American non-profit organization

The Women's Institute for Science, Equity, and Race (WISER) is a non-profit, nonpartisan, 501(c)(3) research institute that centers Asian, Black, Hispanic, Native American and multiracial women in women-focused policy research. Women are often overlooked in research, but even research that accounts for gender discrimination often centers White women. When non-white women are addressed, they are grouped into one category as women of color. WISER counters this methodology, instead proposing a microanalysis approach and the disaggregation of data. This approach aims to improve equity for all women across a variety of social, economic, cultural, and political spheres.

== Founding ==
WISER was founded by Rhonda Vonshay Sharpe, an economist and past president of the National Economic Association, on March 8, 2016, which coincidentally was International Women's Day. Sharpe says of her decision, "I want to shine a light on populations that have been very much ignored." As an economist, she recognizes that even though white women have made strides in her field, Black women like herself and women of color are often overlooked. "When we talk about women," she says, "we mean White women."

== Approach ==
WISER aims to generate research that will influence policy to provide all women with equitable access to STEM education, health care and outcomes, employment, housing and legal representation, as well as equitable family structure and penal punishment.
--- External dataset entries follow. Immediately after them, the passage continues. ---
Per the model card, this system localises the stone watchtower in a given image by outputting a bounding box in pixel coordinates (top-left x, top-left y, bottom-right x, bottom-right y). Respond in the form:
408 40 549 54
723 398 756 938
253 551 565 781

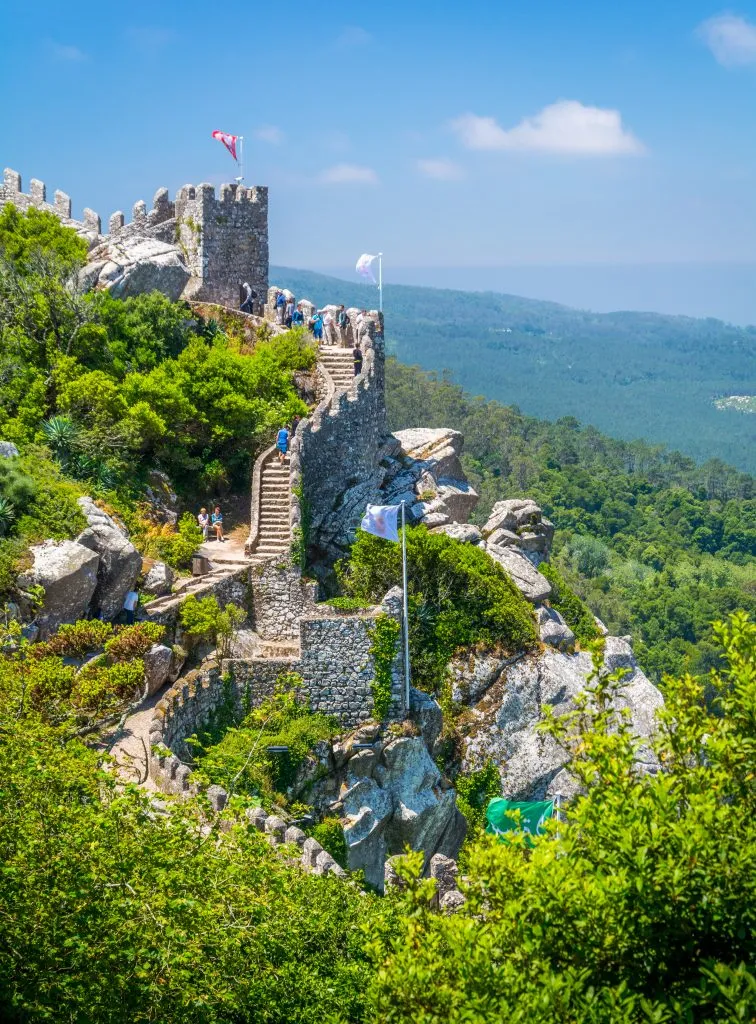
175 184 268 307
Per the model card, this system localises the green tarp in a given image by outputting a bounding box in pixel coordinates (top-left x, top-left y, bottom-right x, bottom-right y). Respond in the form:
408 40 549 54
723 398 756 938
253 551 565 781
486 797 556 836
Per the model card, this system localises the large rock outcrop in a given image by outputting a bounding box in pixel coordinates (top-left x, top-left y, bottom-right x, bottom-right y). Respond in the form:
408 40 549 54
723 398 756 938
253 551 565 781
457 637 663 800
18 541 99 640
77 498 141 618
382 427 478 531
79 234 192 302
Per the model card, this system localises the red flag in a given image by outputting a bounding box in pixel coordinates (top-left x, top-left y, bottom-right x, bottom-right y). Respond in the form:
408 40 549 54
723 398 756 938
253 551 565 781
213 131 239 160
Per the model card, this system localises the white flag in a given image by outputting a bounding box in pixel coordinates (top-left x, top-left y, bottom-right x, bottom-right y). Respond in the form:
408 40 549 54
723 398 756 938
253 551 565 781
354 253 378 285
360 505 401 541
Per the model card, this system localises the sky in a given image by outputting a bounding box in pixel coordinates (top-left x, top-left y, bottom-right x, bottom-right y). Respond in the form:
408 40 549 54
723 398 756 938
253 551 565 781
0 0 756 322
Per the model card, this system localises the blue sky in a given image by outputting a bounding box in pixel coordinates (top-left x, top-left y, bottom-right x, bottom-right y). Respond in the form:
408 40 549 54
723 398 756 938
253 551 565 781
0 0 756 315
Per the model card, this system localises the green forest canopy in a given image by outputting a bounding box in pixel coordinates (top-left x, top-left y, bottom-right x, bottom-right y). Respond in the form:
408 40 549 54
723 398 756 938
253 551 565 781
270 267 756 472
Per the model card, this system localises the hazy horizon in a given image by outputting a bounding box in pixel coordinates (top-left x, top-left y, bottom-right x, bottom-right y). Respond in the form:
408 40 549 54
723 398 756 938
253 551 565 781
290 260 756 327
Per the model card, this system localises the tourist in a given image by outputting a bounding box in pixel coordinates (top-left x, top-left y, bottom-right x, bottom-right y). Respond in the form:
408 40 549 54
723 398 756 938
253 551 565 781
239 281 257 313
276 427 289 463
197 509 210 541
123 590 139 626
323 309 334 345
210 505 225 544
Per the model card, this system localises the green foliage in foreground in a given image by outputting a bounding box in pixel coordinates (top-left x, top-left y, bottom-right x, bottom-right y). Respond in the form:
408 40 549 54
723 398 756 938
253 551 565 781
193 674 338 806
386 359 756 684
0 719 391 1024
337 526 538 691
371 615 756 1024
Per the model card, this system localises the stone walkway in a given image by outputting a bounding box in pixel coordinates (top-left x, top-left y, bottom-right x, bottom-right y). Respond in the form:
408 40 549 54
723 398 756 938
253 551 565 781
102 690 162 793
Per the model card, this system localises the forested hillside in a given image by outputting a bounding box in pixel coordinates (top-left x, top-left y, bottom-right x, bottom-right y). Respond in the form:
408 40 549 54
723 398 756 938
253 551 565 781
386 360 756 681
270 267 756 472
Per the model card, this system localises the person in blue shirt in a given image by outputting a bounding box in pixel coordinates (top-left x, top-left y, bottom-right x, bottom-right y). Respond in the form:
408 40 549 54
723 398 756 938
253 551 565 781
210 505 225 544
276 427 289 462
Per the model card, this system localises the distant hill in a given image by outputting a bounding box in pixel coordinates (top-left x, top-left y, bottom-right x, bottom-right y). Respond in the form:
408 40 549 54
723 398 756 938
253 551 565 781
270 267 756 472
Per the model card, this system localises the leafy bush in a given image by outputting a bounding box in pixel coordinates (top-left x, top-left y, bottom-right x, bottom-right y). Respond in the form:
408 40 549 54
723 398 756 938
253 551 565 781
150 512 202 569
539 562 601 643
179 594 246 658
195 673 338 804
311 818 346 868
37 618 113 658
369 614 756 1024
106 623 165 662
336 526 537 690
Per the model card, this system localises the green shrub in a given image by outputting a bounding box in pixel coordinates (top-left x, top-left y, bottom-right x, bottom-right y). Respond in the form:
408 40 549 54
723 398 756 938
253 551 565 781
336 526 538 691
539 562 601 644
311 818 346 868
153 512 202 569
36 618 113 658
106 623 165 662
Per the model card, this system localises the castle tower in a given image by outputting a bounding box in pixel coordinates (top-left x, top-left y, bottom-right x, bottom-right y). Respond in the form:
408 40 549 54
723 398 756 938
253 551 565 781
175 184 268 306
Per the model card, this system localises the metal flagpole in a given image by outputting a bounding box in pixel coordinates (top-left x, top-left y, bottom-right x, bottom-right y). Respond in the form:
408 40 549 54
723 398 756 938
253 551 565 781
402 502 410 712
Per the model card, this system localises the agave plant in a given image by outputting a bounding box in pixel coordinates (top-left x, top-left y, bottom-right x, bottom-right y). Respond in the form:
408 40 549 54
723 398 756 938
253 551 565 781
42 416 79 455
0 498 15 537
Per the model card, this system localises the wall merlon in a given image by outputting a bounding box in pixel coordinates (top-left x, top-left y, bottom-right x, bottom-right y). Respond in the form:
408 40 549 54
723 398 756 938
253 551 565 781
55 188 71 220
84 207 102 234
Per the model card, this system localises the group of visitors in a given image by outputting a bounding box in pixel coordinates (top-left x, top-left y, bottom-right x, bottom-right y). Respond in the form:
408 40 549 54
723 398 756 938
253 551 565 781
197 505 225 543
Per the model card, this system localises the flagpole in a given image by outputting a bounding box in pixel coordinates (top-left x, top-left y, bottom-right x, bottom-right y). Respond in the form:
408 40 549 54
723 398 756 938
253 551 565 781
402 502 410 715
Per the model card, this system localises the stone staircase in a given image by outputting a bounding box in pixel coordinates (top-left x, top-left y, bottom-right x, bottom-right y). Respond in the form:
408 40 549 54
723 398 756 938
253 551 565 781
250 449 291 562
318 345 354 391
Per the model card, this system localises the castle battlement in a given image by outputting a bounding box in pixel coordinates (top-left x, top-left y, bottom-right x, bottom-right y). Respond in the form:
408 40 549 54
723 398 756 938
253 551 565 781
0 167 102 241
0 168 268 308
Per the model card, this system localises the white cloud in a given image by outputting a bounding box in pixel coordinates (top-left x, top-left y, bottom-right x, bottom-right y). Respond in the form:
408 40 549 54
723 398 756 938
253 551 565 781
319 164 378 185
451 99 644 157
52 43 87 62
254 125 285 145
336 25 373 46
698 14 756 68
415 157 464 181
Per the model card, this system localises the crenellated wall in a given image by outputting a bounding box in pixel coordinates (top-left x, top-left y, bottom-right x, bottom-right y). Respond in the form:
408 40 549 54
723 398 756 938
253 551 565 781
0 167 102 245
0 169 268 308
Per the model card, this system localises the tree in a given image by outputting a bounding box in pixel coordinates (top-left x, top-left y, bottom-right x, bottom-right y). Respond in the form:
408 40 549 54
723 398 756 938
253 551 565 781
372 614 756 1024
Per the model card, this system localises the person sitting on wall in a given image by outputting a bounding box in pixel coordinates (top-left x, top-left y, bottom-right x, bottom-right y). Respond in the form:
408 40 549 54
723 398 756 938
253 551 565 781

In pursuit of this goal, WISER advocates for the deconstruction of aggregate data concerning women in policy research. For example, Sharpe is quoted on the importance of addressing groups of people specifically, as opposed to grouping minorities under the term 'women of color'. By disaggregating 'women of color' into their specific groups, more accurate conclusions can be drawn, and more successful policy created. The disaggregation of data, the organization claims, reveals nuance that is otherwise obscured and helps to eliminate bias from the research process.

== Research ==
WISER is an organization built in 2016 wherein founder and president Rhonda V. Sharpe is currently the primary driver of research.

=== Education ===
WISER's work to disaggregate data has been useful for ranking United States colleges and universities based on how many Asian, Black, Hispanic, and Native American students earn degrees. For example, in 2019 WISER found that Michigan produces far fewer Asian, Black, Hispanic, Native American, and multiracial nursing students than the surrounding states. The same study also found Southern University at New Orleans to be a top producer of African-American graduates.

Sharpe also included in her presidential address for the National Economic Association that studying trends of educational milestones with an intersectional lens reveals stagnancy in the diversification of the economics field.

=== Health ===
Since founding WISER, Sharpe has also published a study that uses the disaggregation of data and finds that North Carolina's eugenic sterilization practices were unique to Black people. These findings, the study argues, suggest that North Carolina was attempting to breed out the Black population.